The letter continues: “When President Eisenhower signed into law legislation authorizing the program, he explained that the purpose was to ‘lay the foundation for a permanent expansion of our exports of agricultural products with lasting benefits to ourselves and peoples of other lands.’
“This program has been instrumental in linking rural America and the U.S. agriculture and transportation industries to communities in the developing world, while building greater awareness and support at home for the needs of the poor, hungry and disenfranchised around the world.”
Proponents of the current program say it supports three vital U.S. interests:
Farmers, who can sell their surplus to the government and keep prices high;
U.S. ships and their crews that are guaranteed the traffic and have an incentive to remain under the U.S. flag, providing the U.S. Navy with potential equipment and manpower; and
NGOs that sell excess U.S. food on foreign markets and use the proceeds to fund development projects.

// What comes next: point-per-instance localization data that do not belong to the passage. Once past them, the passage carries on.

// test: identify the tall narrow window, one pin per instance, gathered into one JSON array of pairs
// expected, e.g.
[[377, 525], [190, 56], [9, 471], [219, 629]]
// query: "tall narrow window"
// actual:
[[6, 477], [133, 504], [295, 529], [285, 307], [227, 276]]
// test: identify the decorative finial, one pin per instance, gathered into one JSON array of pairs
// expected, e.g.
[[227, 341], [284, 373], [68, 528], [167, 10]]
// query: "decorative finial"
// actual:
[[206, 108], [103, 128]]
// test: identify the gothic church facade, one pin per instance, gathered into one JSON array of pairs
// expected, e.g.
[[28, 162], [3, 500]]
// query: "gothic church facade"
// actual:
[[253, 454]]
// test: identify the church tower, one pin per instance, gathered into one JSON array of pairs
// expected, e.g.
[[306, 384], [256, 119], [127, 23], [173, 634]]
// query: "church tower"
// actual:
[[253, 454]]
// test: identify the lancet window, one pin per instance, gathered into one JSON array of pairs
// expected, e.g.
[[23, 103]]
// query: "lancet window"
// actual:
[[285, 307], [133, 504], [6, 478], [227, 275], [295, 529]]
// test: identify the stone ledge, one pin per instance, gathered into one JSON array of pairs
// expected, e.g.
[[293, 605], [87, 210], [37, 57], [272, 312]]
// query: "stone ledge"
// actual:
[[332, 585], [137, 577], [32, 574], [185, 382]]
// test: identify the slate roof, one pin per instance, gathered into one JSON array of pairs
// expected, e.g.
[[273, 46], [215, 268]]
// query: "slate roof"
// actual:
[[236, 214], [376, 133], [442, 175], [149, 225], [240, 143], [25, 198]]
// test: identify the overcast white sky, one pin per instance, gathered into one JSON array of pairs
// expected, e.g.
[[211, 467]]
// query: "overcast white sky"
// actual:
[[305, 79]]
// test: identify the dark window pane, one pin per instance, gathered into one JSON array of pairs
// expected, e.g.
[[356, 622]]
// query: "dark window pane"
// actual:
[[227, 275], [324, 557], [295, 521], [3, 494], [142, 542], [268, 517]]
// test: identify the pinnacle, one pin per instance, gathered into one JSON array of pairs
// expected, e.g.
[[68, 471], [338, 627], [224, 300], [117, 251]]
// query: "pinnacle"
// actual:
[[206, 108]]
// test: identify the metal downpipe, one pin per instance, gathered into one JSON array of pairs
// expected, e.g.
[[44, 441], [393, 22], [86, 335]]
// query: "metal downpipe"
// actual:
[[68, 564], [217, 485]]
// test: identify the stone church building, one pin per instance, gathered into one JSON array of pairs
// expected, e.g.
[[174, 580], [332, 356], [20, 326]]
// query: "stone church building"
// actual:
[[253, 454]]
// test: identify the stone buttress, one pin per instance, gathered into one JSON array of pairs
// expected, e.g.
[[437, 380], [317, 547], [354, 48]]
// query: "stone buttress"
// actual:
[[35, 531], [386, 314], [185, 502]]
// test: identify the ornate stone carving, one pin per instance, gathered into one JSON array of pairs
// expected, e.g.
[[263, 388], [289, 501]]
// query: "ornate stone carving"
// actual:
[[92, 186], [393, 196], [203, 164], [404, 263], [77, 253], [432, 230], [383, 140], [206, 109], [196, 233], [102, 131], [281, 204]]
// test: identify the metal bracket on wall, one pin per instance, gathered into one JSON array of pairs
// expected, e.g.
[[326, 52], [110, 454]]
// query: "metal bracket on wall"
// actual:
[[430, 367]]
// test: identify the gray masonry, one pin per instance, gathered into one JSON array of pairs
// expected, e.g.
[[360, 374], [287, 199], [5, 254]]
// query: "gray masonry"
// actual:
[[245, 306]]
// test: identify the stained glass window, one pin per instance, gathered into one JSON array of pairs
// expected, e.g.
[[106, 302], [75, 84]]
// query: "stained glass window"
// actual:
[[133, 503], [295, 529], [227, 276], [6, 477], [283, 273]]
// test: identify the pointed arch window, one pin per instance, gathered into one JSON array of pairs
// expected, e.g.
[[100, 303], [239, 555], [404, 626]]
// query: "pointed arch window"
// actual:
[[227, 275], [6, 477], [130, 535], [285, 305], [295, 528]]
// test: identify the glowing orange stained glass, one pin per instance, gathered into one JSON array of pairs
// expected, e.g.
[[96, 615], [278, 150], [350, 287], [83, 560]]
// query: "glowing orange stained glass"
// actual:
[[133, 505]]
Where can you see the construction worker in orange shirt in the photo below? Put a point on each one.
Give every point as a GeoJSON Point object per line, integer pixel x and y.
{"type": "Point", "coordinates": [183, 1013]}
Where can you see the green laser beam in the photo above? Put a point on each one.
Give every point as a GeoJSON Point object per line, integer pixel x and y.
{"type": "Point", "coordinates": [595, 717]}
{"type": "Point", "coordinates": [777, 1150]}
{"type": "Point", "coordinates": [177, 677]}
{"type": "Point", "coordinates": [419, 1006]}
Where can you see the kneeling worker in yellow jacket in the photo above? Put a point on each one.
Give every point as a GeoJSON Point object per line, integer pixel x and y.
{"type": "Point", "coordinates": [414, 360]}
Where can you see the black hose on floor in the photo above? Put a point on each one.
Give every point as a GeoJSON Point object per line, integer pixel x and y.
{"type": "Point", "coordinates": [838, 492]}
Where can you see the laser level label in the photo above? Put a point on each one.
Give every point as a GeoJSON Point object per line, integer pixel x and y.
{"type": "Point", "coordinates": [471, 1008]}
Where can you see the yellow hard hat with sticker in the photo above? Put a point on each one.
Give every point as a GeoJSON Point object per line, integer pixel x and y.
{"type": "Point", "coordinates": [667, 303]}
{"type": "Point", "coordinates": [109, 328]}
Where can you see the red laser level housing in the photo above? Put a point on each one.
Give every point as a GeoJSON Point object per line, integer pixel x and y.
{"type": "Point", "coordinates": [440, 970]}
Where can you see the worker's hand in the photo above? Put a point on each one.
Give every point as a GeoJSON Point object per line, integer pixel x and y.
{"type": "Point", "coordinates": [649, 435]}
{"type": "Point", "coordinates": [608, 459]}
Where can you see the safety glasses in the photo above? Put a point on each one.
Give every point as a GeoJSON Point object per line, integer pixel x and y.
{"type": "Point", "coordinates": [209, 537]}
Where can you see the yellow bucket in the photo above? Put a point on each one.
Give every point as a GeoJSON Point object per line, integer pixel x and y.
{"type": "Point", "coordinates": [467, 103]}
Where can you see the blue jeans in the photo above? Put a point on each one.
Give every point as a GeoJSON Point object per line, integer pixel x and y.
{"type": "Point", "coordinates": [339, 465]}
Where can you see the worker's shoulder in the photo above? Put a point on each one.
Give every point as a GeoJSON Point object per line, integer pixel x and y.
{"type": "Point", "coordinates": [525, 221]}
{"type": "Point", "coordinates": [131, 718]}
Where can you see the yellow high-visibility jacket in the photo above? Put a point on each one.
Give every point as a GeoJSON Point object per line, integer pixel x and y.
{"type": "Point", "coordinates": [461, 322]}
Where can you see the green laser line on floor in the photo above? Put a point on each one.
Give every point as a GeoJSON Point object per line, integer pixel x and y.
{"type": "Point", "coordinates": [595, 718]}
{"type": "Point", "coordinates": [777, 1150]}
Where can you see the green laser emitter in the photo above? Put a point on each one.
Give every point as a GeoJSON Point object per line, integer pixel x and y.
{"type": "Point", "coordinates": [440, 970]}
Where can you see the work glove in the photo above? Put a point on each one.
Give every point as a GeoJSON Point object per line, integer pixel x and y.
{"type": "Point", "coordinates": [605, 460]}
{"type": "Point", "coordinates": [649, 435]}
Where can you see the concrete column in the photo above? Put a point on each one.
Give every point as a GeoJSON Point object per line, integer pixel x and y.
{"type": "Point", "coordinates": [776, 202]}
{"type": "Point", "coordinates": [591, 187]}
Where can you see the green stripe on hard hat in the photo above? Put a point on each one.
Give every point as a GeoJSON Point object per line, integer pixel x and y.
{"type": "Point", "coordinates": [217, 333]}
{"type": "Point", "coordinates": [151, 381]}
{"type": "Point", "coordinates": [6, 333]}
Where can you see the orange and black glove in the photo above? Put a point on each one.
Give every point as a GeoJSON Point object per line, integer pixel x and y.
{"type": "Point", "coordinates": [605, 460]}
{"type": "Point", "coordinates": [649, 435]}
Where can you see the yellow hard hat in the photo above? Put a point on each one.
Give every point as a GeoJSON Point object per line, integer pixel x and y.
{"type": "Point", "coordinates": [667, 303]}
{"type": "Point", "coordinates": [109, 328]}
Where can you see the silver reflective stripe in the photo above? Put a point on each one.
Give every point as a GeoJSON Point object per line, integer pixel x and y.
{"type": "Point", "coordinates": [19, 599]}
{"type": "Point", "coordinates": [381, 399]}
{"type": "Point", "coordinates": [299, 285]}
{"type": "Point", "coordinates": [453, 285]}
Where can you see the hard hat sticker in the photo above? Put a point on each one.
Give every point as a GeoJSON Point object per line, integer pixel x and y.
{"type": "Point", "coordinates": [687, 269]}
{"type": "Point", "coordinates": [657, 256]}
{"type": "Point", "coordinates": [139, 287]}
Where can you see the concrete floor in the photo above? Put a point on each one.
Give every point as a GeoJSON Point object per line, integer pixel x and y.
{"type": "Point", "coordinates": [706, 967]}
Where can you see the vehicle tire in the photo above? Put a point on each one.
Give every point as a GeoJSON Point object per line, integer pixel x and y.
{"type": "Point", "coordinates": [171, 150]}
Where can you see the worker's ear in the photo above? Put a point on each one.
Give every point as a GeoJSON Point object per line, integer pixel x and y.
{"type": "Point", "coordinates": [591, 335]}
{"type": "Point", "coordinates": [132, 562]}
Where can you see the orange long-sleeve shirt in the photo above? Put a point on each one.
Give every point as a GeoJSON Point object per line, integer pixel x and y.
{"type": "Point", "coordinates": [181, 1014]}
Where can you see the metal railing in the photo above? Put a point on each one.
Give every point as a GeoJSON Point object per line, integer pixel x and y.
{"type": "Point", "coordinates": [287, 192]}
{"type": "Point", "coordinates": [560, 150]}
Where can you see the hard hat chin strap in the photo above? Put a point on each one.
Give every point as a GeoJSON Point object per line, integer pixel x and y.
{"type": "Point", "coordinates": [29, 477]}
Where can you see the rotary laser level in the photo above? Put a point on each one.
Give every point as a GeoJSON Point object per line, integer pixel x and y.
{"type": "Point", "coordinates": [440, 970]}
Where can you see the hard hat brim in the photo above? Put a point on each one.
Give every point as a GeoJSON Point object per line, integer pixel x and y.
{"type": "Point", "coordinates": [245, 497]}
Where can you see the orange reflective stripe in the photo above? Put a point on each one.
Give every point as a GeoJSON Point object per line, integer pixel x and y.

That didn’t stop Secretary of Agriculture Tom Vilsack from testifying in favor of the changes. Speaking May 9 before the Pryor Committee, Vilsack said: “What is being proposed will feed 4 million more people but probably shave 11 or 12 weeks off the time of getting food aid to people.”
Critics say the program is a Cold War relic that’s only harming poor countries by flooding their markets with artificially cheap U.S. food. They point to a 2011 GAO report that found that the government could save $219 million over three years by giving NGOs cash instead of food to sell.
“After nearly 60 years of experience, we are encouraged by the president’s proposal to fundamentally alter our food aid program to reach more people, more quickly, at less cost,” Reps. Ed Royce, R-CA, and Eliot Engel, D-NY, the chairman and ranking member of the House Foreign Affairs Committee, said in a joint statement. “Several recent studies have highlighted the need for reform. We look forward to working with the administration and our colleagues in Congress to modernize U.S. food aid programs while ensuring maximum impact and efficiency.”
The budget is expected to be debated some time in early fall.